The present invention relates to a method of and an arrangement for extracorporal removal of toxins connected with albumin bodies from blood.
Toxins entering the body, whether they are waste products of metabolism or poisonous substances received with food or as medicaments, are in many cases connected with albumin bodies in the bloodstream and transformed in the liver to urineconnected substances which then are separated in the kidneys. There are cases in which this natural detoxicating mechanism in the liver fails and therefore the toxins are so enriched that the natural transport and buffer system of the blood albumin is overcharged and the physiologically untreated high concentrations of free toxins will then exist in blood. This very often happens in the event of acute possoning with sleeping medications, in the event of shock temporary liver failure in comatose condition, or in the event of chronic liver damage. It is therefore necessary to provide a method which makes possible removal extracorporally of such albumin-connected toxins without damaging the remaining substances contained in blood plasma. Methods of this type are known in the art. They are used for separating of toxins and operate in general in combination with adsorption means. A method of hemoperfusion should be mentioned in accordance with which blood is supplied through an adsorbent layer and then toxins are taken from the adsorbent. This method is little specific and does not lead, particularly in the event of toxins connected with albumin bodies, to the desired results.
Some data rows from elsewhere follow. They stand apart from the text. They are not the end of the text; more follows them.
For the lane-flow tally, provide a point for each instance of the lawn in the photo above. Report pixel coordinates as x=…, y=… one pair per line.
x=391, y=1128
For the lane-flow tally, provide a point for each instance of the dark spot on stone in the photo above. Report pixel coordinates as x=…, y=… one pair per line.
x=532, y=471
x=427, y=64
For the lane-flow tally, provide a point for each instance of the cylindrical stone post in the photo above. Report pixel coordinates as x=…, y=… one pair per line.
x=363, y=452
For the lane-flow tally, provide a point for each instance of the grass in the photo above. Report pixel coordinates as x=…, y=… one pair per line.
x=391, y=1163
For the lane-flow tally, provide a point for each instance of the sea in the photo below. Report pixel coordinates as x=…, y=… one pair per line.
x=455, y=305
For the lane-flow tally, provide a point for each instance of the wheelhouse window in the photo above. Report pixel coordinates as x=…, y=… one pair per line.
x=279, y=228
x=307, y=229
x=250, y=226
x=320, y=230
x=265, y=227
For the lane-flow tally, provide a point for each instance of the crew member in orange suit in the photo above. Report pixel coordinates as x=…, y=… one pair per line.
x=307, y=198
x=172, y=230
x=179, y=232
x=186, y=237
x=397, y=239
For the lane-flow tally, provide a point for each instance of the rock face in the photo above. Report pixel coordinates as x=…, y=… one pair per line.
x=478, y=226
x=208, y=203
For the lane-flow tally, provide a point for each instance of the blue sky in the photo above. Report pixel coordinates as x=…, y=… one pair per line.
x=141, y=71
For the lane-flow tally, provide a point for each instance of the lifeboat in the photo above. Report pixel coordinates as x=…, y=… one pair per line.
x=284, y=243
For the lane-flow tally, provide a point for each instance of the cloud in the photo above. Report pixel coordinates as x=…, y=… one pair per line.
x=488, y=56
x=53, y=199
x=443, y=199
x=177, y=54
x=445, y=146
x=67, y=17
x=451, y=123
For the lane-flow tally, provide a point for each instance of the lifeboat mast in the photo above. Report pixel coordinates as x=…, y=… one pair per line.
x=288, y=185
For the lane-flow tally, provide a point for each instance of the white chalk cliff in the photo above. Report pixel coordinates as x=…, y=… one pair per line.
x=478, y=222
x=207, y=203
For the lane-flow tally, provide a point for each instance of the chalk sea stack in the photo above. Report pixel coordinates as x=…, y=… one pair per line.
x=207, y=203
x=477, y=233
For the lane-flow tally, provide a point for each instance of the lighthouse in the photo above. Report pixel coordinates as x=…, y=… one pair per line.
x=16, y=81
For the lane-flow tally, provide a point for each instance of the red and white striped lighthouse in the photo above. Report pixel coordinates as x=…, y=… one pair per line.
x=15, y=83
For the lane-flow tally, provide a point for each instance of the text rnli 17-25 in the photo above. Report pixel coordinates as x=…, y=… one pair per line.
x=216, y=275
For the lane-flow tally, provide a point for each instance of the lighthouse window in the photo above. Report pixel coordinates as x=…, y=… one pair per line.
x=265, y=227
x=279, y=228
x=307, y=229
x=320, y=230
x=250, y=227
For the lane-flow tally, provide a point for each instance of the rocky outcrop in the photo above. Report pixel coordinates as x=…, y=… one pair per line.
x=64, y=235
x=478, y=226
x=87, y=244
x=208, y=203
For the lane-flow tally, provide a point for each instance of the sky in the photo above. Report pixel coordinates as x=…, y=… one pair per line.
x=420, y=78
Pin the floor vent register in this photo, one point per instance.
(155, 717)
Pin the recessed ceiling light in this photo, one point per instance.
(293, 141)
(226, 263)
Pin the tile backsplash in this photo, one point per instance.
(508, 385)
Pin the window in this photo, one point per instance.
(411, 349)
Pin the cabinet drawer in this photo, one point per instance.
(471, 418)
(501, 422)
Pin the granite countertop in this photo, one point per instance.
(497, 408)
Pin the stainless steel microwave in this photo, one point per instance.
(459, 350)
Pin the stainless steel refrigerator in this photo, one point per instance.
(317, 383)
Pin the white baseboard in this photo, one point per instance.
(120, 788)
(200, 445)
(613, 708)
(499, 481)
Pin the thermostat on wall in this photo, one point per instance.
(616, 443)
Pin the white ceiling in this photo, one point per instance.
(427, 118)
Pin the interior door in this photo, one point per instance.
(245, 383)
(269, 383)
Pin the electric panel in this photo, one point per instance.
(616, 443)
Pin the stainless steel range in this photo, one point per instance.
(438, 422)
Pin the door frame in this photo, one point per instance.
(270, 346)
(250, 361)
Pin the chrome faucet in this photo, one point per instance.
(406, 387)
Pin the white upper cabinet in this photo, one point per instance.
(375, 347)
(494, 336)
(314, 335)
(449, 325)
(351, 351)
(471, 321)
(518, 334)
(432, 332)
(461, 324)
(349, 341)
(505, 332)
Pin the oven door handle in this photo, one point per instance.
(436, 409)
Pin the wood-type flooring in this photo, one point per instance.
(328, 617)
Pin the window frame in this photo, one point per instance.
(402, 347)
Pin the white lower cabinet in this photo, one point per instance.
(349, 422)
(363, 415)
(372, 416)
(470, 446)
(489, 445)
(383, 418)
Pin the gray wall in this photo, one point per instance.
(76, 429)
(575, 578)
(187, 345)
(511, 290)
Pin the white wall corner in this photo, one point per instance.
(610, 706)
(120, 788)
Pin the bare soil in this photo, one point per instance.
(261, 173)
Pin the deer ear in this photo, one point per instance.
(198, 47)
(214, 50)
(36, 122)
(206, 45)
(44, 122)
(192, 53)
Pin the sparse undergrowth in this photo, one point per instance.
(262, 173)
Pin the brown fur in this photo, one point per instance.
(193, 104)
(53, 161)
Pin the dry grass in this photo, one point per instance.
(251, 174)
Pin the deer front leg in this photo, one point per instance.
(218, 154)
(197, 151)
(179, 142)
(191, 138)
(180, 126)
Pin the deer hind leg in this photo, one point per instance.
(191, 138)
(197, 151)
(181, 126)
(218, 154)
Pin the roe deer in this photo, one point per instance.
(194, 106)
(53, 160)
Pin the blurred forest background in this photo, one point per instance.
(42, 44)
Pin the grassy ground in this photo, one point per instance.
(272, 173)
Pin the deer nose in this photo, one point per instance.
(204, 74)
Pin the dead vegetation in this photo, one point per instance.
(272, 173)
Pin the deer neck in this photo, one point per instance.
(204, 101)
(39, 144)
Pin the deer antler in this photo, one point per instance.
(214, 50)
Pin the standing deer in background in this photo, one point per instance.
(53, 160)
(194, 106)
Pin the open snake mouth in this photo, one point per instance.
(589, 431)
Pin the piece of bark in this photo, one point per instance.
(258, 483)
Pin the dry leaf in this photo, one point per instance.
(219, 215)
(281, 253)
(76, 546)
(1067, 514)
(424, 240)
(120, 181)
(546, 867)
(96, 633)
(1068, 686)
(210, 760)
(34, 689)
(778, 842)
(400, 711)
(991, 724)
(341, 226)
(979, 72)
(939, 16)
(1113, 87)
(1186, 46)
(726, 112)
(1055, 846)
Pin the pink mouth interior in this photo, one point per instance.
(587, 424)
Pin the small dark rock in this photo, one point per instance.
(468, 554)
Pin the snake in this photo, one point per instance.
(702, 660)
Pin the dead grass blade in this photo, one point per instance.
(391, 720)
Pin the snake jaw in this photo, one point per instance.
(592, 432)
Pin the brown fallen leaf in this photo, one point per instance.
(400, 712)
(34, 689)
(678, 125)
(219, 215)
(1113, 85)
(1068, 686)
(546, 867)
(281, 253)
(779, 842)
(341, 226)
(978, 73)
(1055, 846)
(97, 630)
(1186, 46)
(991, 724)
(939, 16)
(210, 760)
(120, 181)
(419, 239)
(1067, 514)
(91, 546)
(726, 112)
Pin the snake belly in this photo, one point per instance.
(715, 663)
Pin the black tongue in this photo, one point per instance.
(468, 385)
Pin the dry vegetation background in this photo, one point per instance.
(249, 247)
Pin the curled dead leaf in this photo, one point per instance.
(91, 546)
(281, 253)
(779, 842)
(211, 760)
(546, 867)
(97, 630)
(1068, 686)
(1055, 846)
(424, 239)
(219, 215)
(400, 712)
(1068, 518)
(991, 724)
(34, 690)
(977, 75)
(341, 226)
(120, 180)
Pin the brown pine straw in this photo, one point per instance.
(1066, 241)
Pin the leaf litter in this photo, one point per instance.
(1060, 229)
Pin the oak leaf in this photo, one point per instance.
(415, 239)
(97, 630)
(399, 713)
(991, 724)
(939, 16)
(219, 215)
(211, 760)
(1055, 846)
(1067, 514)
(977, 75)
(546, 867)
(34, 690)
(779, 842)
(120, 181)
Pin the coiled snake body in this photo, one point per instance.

German Offenlegungsschrifte Nos. 2,559,154 and 3,004,990 disclose methods and arrangements in accordance with which the adsorbents are first treated with aggregation inhibitors and embedded in or behind a membrane. Moreover, split reagents are introduced which split the bonds between toxins and albumin bodies. Thereby splitting of the toxins connected with the albumen bodies is carried out. Because of simultaneously occurring equilibrium adjustments between split reagents, albuminconnected toxins and split toxins and during the adsorption on the adsorbents the effectiveness is low, and both split reagents and toxins remain in a certain quantity in the blood.